I am struggling with this odd situation for quite some time. I hope I can get some help around.
My issue is quite simple: I have N long-running tasks (12~24 hours each) which I want to parallelize using dask distributed on an HTCondor cluster. Problem is that I do not manage to get a large (N/2) number of workers fully occupied as the dask scheduler is assigning two or more tasks to each worker, leaving some workers idle.
Detailed description of the task: hyperparmeter tunning using scikit-learn (110 combinations to fit and score) running on 50 workers.
I have played around with the following parameters/config options.
- joblib’s
pre_dispatch
parameter - worker’s saturation
- work-stealing
- worker’s resources
No matter what I do after running for a couple of minutes, I get workers with two or more tasks scheduled, while some workers are idle. See image.
Here’s what I figured out so far:
- higher
pre_dispatch
values will send more jobs to dask, resulting in an even worse behaviour than in the image above. - even though each worker has a single “worker_futures” resource and each delayed call requires one, more than one task can be assigned to each worker.
- disabling work-stealing creates a situation in which all tasks are assigned to single worker.
- worker-saturation of 1.0 does not correct the behaviour.

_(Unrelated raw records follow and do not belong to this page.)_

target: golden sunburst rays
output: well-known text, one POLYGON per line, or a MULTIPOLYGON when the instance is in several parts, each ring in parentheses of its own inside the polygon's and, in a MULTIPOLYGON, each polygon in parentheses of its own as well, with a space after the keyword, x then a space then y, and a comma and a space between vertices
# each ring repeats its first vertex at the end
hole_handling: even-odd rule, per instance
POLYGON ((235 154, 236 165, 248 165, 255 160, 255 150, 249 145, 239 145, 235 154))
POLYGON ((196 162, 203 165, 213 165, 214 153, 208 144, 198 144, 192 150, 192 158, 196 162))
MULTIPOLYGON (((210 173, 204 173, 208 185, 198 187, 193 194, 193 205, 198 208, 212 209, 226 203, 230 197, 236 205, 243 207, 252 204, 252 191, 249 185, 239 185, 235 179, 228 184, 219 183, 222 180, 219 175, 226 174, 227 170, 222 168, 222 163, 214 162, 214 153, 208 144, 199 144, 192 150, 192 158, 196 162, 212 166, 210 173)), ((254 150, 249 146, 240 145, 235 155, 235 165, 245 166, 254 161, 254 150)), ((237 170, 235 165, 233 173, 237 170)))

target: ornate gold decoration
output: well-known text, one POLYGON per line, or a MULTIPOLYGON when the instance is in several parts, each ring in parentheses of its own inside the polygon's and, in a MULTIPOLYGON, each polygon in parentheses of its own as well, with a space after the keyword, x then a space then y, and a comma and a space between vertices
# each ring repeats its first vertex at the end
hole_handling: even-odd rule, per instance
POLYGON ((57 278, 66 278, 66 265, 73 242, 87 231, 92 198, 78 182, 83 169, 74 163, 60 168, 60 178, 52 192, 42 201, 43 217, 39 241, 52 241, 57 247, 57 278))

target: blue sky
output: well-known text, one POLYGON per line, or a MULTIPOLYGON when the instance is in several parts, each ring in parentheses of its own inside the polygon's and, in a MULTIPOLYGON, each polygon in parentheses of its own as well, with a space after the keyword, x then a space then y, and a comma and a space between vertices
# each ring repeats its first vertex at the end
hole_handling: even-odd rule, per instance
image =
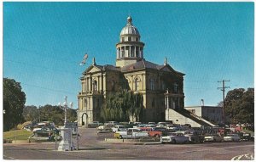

Neither does disabling queuing (“inf”)
This is the code I’m using:
dask.config.set(
{
"distributed.scheduler.worker-saturation": "inf",
"distributed.scheduler.work-stealing": True,
}
)
cluster = HTCondorCluster(
cores=1,
memory="16GB",
disk="4GB",
processes=1,
submit_command_extra=["-name", "head2.htc.inm7.de"],
log_directory=Path() / "htcondor_logs",
worker_extra_args=["--resources worker_futures=1"],
)
cluster.scale(jobs=n_dask)
# # connect client to your cluster
client = Client(cluster)
logger.info(f"Dask Dashboard at {client.dashboard_link}")
start_dask = time.time()
with joblib.parallel_backend(
backend="dask", wait_for_workers_timeout=2**30, n_jobs=n_dask
):
with dask.annotate(resources={"worker_futures": 1}):
# Run cross_validate with a heavy model and a GridSearchCV with 110 combinations in the grid
I remember in the past that I had similar issues with celery. The problem for me is in the scheduler, which is assigning more than one task to each worker. I understand that this is preferable with small tasks as it keeps the worker throughput high. But in my case, wrongly assigning the task to a bussy worker can results in days of waiting.
Does anyone have any idea on how this behaviour can be changed?
My next step is extending a custom scheduler, but I was hoping to get some ideas on this aspect.